“看不够数不清的高楼大厦”可按“无数引人注目的高楼大厦”译为countless eye-catching skyscrapers。也可译为numerous spectacular highrises。
“踏着熹微的晨光”可译为I went at the first light或I went at dawn（daybreak）。
“五光十色”可译为the rich assortment of hues and colors或the mixture of various colors。
“十几斤重的”译为more than five kilos。“斤”通常译为catty，现改用kilo（公斤）表达，以便与国际重量单位接轨。
“肥得仿佛就要滴下油来”译为seemingly dripping with fat，其中seemingly作“仿佛”、“貌似”等解。
“竞妍斗艳”译为vying with each other to be the most beautiful。此语也可译为vying with each other for eminence（或distinction等），其中eminence和distinction作“出众”、“卓越地位”等解。
“至于价钱，她们是不发愁的，因为东西都不贵”中的“价钱”未译为prices，是为了避免句中词的重复，现改用the purse（钱包），作“钱”、“钞票”解。又，reasonable prices是常用语，作“售价公道”、“不贵”解。
“几个大香瓜”译为a couple of muskmelons，其中短语a couple of作“几个”、“三两个”解。
The Shanghai Food Market
◎ Ji Xianlin
Shanghai has countless eye-catching skyscrapers and innumerable streets and lanes, with beautiful shop windows and busy market quarters. Nevertheless, many foreign friends of mine would rather pay a morning visit to the food markets there. That is understandable. Didn’t we ourselves choose to go and see a food market there on our first visit to the city?
It was on an early morning of several years ago, when the sun was just coming up, that I went at the first light to see a food market near the hotel where I was staying.
The nearer I went, the more prevalent the atmosphere of the food market. The surrounding streets were thronged with shoppers milling around. The shopping baskets carried by many elderly women were filled with vegetables, seafood, chickens, ducks, fish and meat. Some fish were wagging their tails and some hens clucking. The elderly women, with a happy smile spread across their faces, were on their way home.
Once inside the market, I felt like landing in a new world. The rich assortment of hues and colors were dazzling. All goods were kept neat and tidy and arranged in perfect order be they at a vegetable stall, meat stall, seafood stall, fruit stall, etc. And each stall, being specialized, showed a characteristic of its own. Take for example the vegetable stall with its display of colors: purple eggplants, white radishes, red tomatoes, greenish cabbages. It also displayed various shapes: round clumsy wax gourds, long narrow bean pods, flat wide cabbage leaves.
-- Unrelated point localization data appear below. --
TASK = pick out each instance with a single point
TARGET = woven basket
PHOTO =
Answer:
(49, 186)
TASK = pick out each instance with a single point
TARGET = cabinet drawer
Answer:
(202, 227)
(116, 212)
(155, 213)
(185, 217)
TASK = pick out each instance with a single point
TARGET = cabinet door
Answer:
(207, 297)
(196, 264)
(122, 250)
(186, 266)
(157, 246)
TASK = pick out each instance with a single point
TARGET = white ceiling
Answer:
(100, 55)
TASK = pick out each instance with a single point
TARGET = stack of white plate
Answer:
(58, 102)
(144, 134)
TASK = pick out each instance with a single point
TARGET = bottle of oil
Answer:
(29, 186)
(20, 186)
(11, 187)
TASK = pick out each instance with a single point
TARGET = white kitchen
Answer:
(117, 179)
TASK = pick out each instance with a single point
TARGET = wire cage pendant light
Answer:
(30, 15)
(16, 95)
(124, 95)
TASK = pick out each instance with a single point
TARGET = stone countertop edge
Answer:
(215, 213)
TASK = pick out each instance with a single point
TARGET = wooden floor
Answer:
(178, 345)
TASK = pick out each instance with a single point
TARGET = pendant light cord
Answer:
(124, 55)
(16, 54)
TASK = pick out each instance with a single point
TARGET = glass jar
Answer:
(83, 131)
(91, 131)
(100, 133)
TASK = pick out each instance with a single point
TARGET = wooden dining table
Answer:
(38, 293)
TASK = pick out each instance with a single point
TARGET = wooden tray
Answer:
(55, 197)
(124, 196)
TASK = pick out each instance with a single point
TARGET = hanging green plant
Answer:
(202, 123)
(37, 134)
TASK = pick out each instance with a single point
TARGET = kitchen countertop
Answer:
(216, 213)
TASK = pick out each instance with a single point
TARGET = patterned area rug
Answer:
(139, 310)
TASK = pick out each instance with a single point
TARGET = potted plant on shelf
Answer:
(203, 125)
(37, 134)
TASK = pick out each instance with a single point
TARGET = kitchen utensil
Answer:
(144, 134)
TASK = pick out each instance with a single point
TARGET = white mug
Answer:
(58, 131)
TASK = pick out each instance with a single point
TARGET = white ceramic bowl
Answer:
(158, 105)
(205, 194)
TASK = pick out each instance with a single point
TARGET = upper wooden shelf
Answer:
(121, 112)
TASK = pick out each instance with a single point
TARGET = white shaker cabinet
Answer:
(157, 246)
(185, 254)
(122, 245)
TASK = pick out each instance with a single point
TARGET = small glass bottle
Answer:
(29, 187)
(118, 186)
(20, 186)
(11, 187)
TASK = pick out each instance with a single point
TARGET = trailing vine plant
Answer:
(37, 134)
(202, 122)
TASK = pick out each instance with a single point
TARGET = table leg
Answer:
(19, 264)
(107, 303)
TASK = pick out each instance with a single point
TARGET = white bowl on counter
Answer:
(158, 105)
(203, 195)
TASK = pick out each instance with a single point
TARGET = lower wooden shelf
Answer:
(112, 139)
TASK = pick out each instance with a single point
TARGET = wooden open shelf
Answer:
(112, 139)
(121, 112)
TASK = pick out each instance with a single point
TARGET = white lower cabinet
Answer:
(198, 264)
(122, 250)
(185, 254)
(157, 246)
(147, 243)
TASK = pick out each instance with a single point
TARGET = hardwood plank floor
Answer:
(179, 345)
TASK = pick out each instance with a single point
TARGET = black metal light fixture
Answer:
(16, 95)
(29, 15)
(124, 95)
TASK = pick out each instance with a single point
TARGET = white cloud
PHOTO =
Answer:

Hence, different colors and lines merged into an organic whole showing diversity in unity. I looked here and there until my eyes became blurred, taking the vegetable stall for an oil painting or a watercolor with distinct colors and lines done by a famous painter.
The same was true of other stalls. At fish stalls, live fish were swimming in the water and big carps weighing more than five kilos each were lying on chopping boards. At poultry stalls, caged chickens and ducks were making a lot of noise to greet each other. At meat stalls, chunky pieces of pork, beef and mutton were hung up. There were also special counters selling beef and mutton to Moslems. At some stalls, chicken and duck eggs of a glistening white were piled high up like small hills while rows of bacon and salted duck, seemingly dripping with fat, were hung out on racks. The fruit stalls were even more attractive. Arrayed side by side were juicy honey peaches, plump watermelons, yellow round muskmelons, fresh tender lotus roots, vying with each other to be the most beautiful. It seemed as if I saw unfolding before me luxuriant orchards, fragrant lotus ponds, leafy green melon patches. Wasn’t it a painting of matchless beauty?
It was, however, more of a transient illusion than a painting. To tell the truth, no painting could ever compare with these stalls. Things in a painting were fixed and immovable while goods at a stall were always on the move. Things on the display shelf would, before we knew it, soon find their way to the elderly women’s shopping baskets. Standing before a stall, the elderly women would narrow their eyes and pick and choose until they decided on what they wanted to buy. They never worried about the purse because all food was selling at reasonable prices. Shopping was done in the hubbub of the market to the satisfaction of all. Everybody got what they needed, their shopping baskets filled to the brim. While the elderly women were on their way home, the shopping baskets they carried in their hands also looked like beautiful paintings.
Our foreign friends, putting up at hotels, were provided with everything they needed. But, when they saw the captivating food market, they clicked their tongue in admiration and were eager to do a bit of shopping there by themselves. Some of them bought a couple of big muskmelons, some bought several kilos of tomatoes, some bought some dried bean curds. To the satisfaction of all, the new acquisitions added to the richness and variety of their already abundant table.